Côté Algérie : le commissaire aux énergies renouvelables et à l’efficacité énergétique, Noureddine Yassaa, est présent à Madrid aux côtés de la ministre de l’Environnement et des Energies renouvelables, Mme Fatima Zohra Zerouati. Dans les milieux officiels, on fait observer que la participation algérienne à la COP 25 « intervient à quelques mois de l’adoption du Plan national climat (PNC) pour la période 2020-2030, qui se veut un outil pratique pour appliquer la politique nationale de lutte contre les effets négatifs des changements climatiques sur plusieurs domaines vitaux qui se manifestent, souvent, par des variations climatiques brusques, la diminution du niveau de la production agricole, la baisse du niveau de l’eau et la dégradation de sa qualité, la hausse de la demande sur l’énergie et le déclin de la biodiversité, outre une hausse des températures et des incendies de forêts aux graves conséquences sur la santé, voire la vie des citoyens ». Ce plan consiste en 155 opérations et activités visant à la fois l’adaptation aux effets du changement climatique et l’atténuation par la réduction des émissions de gaz à effet de serre. Il est prévu de prendre en compte la dimension Climat dans les différentes politiques publiques de développement en Algérie.

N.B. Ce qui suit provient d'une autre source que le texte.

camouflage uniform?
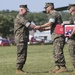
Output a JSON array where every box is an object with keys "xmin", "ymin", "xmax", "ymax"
[
  {"xmin": 14, "ymin": 14, "xmax": 29, "ymax": 69},
  {"xmin": 68, "ymin": 14, "xmax": 75, "ymax": 68},
  {"xmin": 49, "ymin": 10, "xmax": 65, "ymax": 66}
]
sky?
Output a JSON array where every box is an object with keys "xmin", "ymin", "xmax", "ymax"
[{"xmin": 0, "ymin": 0, "xmax": 75, "ymax": 12}]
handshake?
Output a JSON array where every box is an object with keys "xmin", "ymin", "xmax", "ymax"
[
  {"xmin": 31, "ymin": 21, "xmax": 51, "ymax": 32},
  {"xmin": 34, "ymin": 25, "xmax": 51, "ymax": 32}
]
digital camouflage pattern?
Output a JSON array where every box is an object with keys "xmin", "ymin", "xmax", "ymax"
[
  {"xmin": 14, "ymin": 14, "xmax": 29, "ymax": 69},
  {"xmin": 49, "ymin": 10, "xmax": 65, "ymax": 65}
]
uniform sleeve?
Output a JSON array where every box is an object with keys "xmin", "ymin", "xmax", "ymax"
[
  {"xmin": 49, "ymin": 15, "xmax": 55, "ymax": 23},
  {"xmin": 20, "ymin": 18, "xmax": 30, "ymax": 27}
]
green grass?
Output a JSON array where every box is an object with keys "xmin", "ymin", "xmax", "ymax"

A travers les COP, le point de vue algérien est restée inchangé : « le traitement des questions climatiques doit reposer sur la responsabilité historique des pays développés, principaux générateurs de gaz à effet de serre, durant ces dernières décennies, ainsi que la prise en compte des différences entre ces pays et ceux en voie de développement ».
Pour rappel, l’Accord de Paris sur le climat, adopté en décembre 2015 et ratifié par l’Algérie en octobre 2016, vise à limiter le réchauffement climatique « bien en dessous » du seuil des 2 degrés Celsius, et encourage la poursuite des efforts pour limiter la hausse des températures à 1,5 degré Celsius. C’est le premier accord sur le climat à vocation universelle. L’Accord part du principe des « responsabilités communes, mais différenciées » inscrits dans la Convention de l’ONU sur le climat de 1992 : « les pays développés continuent de montrer la voie en assumant des objectifs de réduction des émissions en chiffres absolus » et les pays en développement « devraient continuer d’accroître leurs efforts d’atténuation ». L’Accord de Paris prévoit d’aider les pays en développement. Le financement promis à ces pays a été fixé à hauteur de 100 milliards de dollars par année jusqu’à 2020 (objectif prorogé à 2025), où il devrait être revu à la hausse. Cette question est encore floue.
Cet article est paru dans La Nouvelle République (Alger) du mardi 10 décembre 2019.